Geçtiğimiz günlerde Deulcom Adana Şube Müdürü Oktay Orel, İstanbul´dan bir konuğu ile yanıma geldi. Oktay Bey başarılı çalışmalarıyla Deulcom´u bölgenin sayılır dershaneleri arasına soktu. Gelen arkadaşla tanıştım... Adı Elif Özkul Gökmen... Özkul Ailesi Adana´nın tanınmış ailelerinden biridir. Bu aile kızlarını Tarsus Amerikan Kolejinde okuttu ve Elif de başarı gösterip Marmara Üniversitesi İşletme Fakültesinin İngilizce bölümünü bitirdi. Sonra yurtdışına gitti, kareyireni tamamlayıp İstanbul´a döndü. Önemli şirketlerde çalıştı. Son olarak da yurtdışına öğrenci gönderen EF Education şirketine girdi, burda üst düzey sorumlulardan biri oldu... Ayrıca İstanbul´da evlendi... Eşi İstanbullu... Yani artık geri dönüşü çok zor. Bundan böyle Adanalıları İstanbul´da temsil edecek...

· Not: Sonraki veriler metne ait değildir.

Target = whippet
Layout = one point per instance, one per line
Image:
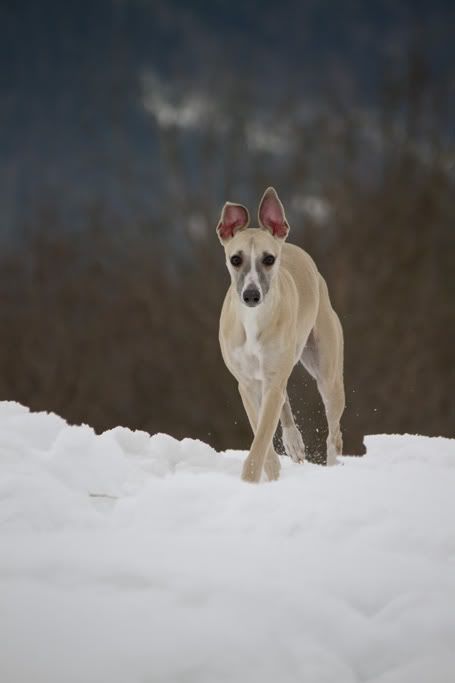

EF Education, işadamlarına yönelik yurtdışı dil programları hazırlıyor, onları haftalık programlar dahilinde ve yapılan testlerde saptanan durumunuz da göz önünde bulundurularak en kısa sürede İngilizce öğrenmeleri için olanak sağlıyor... EF Education´ın Adana´daki başvuru adresi de Deulcom... İşte Elif bu işleri organize ediyor... Yani sorumluluğu bir hayli fazla. Biz Oktay Orel´le Çukurova´nın Türkiye´nin en güzel bölgesi olduğunu konuşurken Elif de haliyle bu bölgeye duyduğu özlemi dile getirdi... İstanbul´da hayat o kadar kolay değildir... Bir kere en büyük düşmanınız trafik... Zamanınızın büyük bir bölümünü trafikle boğuşarak geçiriyorsunuz. Kendinize küçük bir dünya yarat"manız da mümkün değil. Bulunduğunuz firma Türkiye´ye ve dünyaya servis veriyorsa daha çok zamana ihtiyacınız var demektir. Ayrıca Elif Hanım´ın eşi arıtım tesisleri kuruyor. Kendi şirketi var. Örneğin deniz suyunu arıtıp kullanılır hale getiriyor. Bu şirketin haliyle İstanbul´da olması gerekiyor, çünkü her ne kadar turizm bölgemiz Ege ve Akdeniz ise de, turizmin kalbi İstanbul´da atıyor... Tüm büyük kuruluşların merkezleri de İstanbul´da... Kendini yetiştiren gençlerin İstanbul´u tercih etmeleri de bundan... Hatırlarsınız bu sütunlarda Lozan´da Fashion okuyan ve 4 lisan bilen bir gence iş bulamadığımızı yazmıştım... İş bulamadığımız genç ailesinden mecburen kopup İstanbul´a gitmiş ve gittiği hafta iş bulmuştu... Belki bir gün beyin göçü sona erecek... Yatırımların önü açılacak, bölgeye gelen işadamlarına her türlü destek verilecek. Tüm dünya bunu yapıyor. Yeter ki siz istihdam yaratacağım deyin ve projenizi gösterin. Önünüzdeki tüm kapılar açılıyor...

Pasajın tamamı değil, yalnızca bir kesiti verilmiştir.